To address current test limits for accurately estimating UC content, researchers propose thermogravimetric analysis (TGA), which carefully monitors off-gassing and mass loss as fly ash is heated. Pairing TGA with mass spectrometry allows them to evaluate thermal decomposition reactions in ash specimens to measure true UC levels. The new method allows better separation of the UC from other sources of mass loss in fly ash, researchers contend, and shows that LOI test methods overestimate UC by up to 6.4 times, potentially excluding good ashes from the concrete market.
Knowledge gained as a result of the work shows how various TGA test parameters impact the accuracy of results. The study will help researchers design an optimal testing protocol with the goal of adoption by standards organizations such as ASTM. TGA project funding was provided by the Pennsylvania Coal Ash Research Group, a consortium of power utility companies, fly ash marketers and consultants.
BIOCHAR: A SUITABLE FLY ASH SUBSTITUTE?
Aries Clean Energy, LLC has secured approval to build its first large-scale fluidized bed gasification system, engineered to convert 400 tons of biosolids per day into 7 million to 7.5 million cu. ft. of renewable, low-Btu synthesis gas plus 22 tons of biochar, the latter a raw feed for processing a concrete-grade fly ash substitute.
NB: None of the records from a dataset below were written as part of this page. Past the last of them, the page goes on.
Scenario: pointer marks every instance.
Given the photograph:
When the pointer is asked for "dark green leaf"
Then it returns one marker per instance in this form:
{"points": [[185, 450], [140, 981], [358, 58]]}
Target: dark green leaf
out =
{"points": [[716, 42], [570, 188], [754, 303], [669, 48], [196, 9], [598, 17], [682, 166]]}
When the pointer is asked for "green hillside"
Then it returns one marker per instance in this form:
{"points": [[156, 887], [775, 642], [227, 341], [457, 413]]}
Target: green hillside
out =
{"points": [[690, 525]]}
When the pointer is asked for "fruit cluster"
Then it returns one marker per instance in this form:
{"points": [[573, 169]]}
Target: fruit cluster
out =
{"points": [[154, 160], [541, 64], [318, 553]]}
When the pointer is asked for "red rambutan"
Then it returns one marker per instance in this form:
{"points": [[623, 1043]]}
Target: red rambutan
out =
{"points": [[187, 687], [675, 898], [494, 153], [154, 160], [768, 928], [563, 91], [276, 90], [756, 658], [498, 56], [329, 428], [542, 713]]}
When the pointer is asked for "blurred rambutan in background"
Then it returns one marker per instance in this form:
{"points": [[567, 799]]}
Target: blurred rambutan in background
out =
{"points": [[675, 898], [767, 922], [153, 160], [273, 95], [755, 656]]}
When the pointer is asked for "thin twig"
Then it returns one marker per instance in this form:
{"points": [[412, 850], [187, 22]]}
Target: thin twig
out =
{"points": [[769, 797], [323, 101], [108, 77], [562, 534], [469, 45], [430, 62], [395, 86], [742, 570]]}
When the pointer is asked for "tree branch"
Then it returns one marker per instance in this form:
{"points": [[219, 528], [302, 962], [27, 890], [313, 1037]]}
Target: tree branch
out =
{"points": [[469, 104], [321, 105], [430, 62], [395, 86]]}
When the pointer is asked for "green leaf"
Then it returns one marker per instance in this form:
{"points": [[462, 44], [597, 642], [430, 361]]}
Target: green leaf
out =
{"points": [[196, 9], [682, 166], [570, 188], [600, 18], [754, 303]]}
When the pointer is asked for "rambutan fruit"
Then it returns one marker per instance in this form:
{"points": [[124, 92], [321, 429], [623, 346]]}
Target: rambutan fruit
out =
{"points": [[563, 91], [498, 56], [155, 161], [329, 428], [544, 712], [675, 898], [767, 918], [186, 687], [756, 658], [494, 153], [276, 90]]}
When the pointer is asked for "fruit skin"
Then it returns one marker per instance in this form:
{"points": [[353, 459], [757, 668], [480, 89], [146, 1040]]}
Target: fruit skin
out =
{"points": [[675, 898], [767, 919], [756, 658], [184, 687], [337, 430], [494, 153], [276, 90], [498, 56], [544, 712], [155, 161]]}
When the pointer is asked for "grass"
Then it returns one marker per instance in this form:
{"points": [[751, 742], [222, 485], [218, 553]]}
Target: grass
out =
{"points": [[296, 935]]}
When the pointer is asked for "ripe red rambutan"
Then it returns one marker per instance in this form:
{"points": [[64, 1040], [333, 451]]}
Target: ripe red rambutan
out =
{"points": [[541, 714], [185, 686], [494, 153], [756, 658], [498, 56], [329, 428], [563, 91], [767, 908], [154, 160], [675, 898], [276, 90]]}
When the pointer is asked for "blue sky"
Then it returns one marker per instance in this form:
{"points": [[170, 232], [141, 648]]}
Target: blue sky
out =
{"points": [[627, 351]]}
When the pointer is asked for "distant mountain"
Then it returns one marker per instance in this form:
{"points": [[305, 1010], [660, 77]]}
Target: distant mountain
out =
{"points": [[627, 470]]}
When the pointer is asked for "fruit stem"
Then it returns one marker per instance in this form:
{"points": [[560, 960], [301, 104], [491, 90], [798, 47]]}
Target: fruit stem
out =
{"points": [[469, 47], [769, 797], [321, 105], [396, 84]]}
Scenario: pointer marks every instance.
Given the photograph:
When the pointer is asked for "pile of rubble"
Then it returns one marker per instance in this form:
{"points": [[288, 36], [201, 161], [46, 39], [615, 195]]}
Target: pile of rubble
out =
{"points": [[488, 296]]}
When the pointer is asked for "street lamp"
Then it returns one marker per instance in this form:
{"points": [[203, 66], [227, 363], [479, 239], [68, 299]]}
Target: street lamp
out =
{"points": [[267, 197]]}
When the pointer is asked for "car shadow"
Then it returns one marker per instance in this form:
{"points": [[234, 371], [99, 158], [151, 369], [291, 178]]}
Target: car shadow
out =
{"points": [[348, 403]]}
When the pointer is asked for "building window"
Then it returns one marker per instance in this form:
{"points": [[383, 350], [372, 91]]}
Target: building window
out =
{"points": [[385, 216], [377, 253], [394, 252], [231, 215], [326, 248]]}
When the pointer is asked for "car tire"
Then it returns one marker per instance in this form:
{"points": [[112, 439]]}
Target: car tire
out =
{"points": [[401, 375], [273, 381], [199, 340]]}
Built at the Linden Roselle Sewerage Authority (LRSA) complex in northern New Jersey, the Aries Linden Biosolids Gasification Facility will consume the system’s synthesis gas in lieu of fossil fuel. Project officials also cite greenhouse gas emissions reduction from curtailing the trucking miles and methane release associated with conventional biosolids transfer and land application.
“[Our] patented gasification system eliminates the need for environmentally harmful landfilling or incineration of biosolids, while producing beneficial renewable energy and biochar,” says Aries Clean Energy CEO Gregory Bafalis. “We believe this is a beneficial and disruptive technology that will revolutionize the wastewater treatment industry and establish itself as the best available control technology for biosolids disposal.” In a nod to LRSA and the New Jersey Department of Environmental Protection, he adds, “The awarding of these permits further validates how Aries patented technologies will bring clean and renewable solutions not only to the Garden State, but worldwide.”